Vogliaditerra

11 gennaio 2013

Rileggendo

pocketbook

Il contadino divorava i libri a quintalate quando era giovane poi sempre meno fino ad arrivare a un libro l’anno se va bene e stessa storia con la musica: sembrava di non poter stare senza e adesso la ascolta quasi solo dal vivo o dalla radio. L’anno scorso leggendo Balzac gli è venuto la voglia di leggere un po’ dei classici mancanti: Hugo, Dostojewski e altri. E così con bella scusa del natale e della figlia in partenza per la Giordania dove non può portarsi dietro dei libri pesanti ha ordinato uno di quei lettori ebook (rigorosamente con sistema operativo libero linux) per provarlo (i scaffali in casa sono pieni e ha nessuna intenzione di ingrandirli).

E credeva peggio: si legge bene e con comodo su questo schermo a inchiostro senza illuminazione e nelle ultime settimane ha letto libri come nei ultimi tre anni insieme. E visto che il primo, PocketBook semplicissimo gestito da IBS, non sopportava la tastiera araba gli ha regalato il modello superiore non castrato da nessuno direttamente da PocketBook, ditta ucraina che fa produrre (sembra però che le condizioni siano migliorate) alla famosa cinese Foxconn.

Libri classici si trovano su manybooks, Progetto Gutenberg e altri siti.
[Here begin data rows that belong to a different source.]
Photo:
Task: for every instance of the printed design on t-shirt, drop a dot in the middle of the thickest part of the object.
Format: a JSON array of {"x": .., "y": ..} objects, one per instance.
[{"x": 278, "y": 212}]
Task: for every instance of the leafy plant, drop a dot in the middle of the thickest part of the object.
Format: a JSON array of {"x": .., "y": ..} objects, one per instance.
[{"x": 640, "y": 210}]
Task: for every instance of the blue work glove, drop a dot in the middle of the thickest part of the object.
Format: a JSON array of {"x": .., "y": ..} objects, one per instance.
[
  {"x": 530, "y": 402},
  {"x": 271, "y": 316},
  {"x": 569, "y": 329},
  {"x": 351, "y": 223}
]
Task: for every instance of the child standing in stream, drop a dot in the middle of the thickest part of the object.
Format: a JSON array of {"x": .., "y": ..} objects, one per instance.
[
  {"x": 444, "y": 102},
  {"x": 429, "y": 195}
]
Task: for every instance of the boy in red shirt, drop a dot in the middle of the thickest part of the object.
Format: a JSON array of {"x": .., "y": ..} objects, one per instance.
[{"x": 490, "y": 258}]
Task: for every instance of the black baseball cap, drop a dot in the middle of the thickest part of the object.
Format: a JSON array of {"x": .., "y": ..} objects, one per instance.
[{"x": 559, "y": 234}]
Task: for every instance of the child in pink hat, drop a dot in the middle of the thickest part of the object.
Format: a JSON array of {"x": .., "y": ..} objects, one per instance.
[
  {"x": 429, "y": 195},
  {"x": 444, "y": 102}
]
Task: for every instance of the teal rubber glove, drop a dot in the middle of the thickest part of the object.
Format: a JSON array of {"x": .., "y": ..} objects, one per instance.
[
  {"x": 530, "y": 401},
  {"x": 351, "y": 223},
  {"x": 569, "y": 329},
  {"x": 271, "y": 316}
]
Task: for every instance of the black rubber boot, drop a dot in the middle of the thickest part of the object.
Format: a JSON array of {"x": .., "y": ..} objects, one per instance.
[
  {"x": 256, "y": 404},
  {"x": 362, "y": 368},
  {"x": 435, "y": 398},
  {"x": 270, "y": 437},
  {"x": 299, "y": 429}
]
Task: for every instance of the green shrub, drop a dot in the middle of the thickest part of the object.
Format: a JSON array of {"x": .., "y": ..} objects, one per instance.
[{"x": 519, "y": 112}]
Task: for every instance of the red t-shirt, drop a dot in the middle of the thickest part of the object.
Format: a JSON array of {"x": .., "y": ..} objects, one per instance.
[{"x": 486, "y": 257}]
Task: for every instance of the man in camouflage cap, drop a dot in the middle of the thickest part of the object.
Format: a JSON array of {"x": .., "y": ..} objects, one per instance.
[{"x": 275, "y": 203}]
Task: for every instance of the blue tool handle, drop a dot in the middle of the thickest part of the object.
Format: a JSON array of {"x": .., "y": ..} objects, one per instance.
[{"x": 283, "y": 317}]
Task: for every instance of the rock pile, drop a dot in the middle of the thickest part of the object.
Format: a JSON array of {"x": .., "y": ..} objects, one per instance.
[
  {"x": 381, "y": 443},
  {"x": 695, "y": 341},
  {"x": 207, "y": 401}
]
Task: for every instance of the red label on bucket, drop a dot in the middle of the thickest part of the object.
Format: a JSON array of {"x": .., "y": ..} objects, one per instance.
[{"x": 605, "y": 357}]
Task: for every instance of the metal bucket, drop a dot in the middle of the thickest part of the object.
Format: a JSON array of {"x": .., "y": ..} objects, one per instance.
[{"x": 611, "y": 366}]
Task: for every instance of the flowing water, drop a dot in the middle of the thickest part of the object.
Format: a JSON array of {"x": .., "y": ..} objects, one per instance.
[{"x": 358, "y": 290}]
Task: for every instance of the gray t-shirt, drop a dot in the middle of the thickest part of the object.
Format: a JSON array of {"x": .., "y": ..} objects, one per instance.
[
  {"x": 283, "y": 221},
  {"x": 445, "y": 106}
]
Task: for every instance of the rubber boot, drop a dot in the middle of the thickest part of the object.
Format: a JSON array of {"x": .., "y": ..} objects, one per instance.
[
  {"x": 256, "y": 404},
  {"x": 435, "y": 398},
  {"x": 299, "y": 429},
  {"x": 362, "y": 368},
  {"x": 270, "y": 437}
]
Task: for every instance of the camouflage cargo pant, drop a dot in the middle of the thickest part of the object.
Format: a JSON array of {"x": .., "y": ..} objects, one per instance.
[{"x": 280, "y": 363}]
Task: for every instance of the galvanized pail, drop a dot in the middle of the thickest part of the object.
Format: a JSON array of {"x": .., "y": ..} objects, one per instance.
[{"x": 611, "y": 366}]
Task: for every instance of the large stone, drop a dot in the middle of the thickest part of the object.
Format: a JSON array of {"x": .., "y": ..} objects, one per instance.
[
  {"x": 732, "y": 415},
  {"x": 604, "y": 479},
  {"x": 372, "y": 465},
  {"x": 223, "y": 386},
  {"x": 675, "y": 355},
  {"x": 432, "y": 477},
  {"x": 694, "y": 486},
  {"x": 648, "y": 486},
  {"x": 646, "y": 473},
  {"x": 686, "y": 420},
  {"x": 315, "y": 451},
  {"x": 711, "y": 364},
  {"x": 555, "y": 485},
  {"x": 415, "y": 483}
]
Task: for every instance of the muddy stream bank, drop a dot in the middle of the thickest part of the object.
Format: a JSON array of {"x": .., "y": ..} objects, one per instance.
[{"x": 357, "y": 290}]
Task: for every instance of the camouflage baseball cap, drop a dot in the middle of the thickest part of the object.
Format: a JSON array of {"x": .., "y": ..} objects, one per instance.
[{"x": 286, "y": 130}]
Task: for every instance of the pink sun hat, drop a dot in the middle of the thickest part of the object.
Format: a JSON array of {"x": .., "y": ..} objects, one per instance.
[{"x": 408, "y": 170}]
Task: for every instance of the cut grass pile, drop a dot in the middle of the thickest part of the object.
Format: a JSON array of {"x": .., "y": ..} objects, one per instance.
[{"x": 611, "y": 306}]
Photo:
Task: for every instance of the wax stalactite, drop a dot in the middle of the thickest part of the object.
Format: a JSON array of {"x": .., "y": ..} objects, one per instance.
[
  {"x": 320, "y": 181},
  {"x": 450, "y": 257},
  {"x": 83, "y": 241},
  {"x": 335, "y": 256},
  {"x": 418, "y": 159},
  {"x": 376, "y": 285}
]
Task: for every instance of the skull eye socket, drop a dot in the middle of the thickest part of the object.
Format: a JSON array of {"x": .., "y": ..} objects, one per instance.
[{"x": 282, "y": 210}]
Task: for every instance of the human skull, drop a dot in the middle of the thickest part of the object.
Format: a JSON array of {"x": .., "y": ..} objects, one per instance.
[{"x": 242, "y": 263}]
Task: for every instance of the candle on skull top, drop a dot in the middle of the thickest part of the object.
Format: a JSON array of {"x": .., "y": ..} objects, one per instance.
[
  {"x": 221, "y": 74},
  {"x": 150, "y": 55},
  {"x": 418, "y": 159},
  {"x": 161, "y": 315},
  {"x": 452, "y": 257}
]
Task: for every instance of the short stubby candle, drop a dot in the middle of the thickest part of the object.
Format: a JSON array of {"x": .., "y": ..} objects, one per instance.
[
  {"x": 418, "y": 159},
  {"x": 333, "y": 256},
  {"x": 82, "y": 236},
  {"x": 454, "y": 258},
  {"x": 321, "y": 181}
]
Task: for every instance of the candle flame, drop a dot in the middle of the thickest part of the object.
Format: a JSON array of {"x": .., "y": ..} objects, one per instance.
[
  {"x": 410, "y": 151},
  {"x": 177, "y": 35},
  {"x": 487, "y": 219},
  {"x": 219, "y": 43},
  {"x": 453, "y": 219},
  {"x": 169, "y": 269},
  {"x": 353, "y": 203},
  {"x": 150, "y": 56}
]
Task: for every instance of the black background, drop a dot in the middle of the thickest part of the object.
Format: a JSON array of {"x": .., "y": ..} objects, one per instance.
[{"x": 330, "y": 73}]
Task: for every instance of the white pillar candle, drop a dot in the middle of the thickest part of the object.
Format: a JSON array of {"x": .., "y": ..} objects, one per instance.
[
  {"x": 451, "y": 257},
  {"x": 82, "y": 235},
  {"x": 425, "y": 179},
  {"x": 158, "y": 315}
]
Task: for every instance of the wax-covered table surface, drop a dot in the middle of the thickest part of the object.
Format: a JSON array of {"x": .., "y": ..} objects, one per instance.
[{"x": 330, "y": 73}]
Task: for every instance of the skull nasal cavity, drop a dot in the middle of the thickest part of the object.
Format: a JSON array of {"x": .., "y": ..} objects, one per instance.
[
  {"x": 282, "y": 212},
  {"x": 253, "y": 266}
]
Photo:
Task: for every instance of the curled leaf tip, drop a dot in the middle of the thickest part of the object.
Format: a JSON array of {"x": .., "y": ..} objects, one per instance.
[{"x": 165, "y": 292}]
E un ottimo software open (per tutti sistemi operativi) per poter gestirli esiste pure, e permette pure di abbonarsi a testare giornalistiche e altri siti che hanno un feed RSS decente, per leggerli offline sul lettore.

E forse questo è il difetto dei PC: di solito è sempre connesso alla rete mentre per leggere in tranquillità bisogna sconnettersi non solo dalla rete, mentre adesso tutto il mondo sembra di voler essere connesso, saltando da una cosa all’altra nel ritmo di 20 secondi.

Commenti:


  1. Ottimo articolo Ste.

    Io ho comprato il Kobo Touch, con il quale mi trovo benissimo. Peccato solo per i pdf, che non si riescono a leggere con fluidità perché non si adattano ai 7 pollici.

    Non so quale sistema operativo abbia, ma con il calibre si può sincronizzare con tutti i sistemi operativi esistenti, e questo mi è bastato.

    Comunque, con l’e-reader ho riscoperto la lettura lenta, e riesco a portarmi dietro i libri quando sono in viaggio, cosa che prima di fatto mi impediva di leggere.

    Oggi tutti leggono insiemi di 2 righe per volta su cellulare, ma questo porta a non approfondire mai nulla, a non fermarsi mai, a non rilassarsi davanti ad una bella storia.

    Buon Anno!


    Alessandro Ronchi

  2. Buon anno a te!
    Dipende dai pdf, se sono scannerizzati c’è poco da fare, ma se sono “veri” pdf (dove si può selezionare e copiare del testo) calibre gli trasforma e si leggono come gli epub, se si toglie la spunta a “pdf” nella configurazione del lettore.


    ste

  3. Buona lettura, con libro o con e-book (ancora mi manca come tecnologia, credo che difficilmente riuscirei a fare a meno di tenere in mano e sfogliare un libro “vero”).
    Anche io dovrei riscoprire un po’ di classici, ne ho molti in libreria, ma poi l’occhio e la mente puntano su altre letture… dicendomi che prima o poi avrò il tempo per quelli.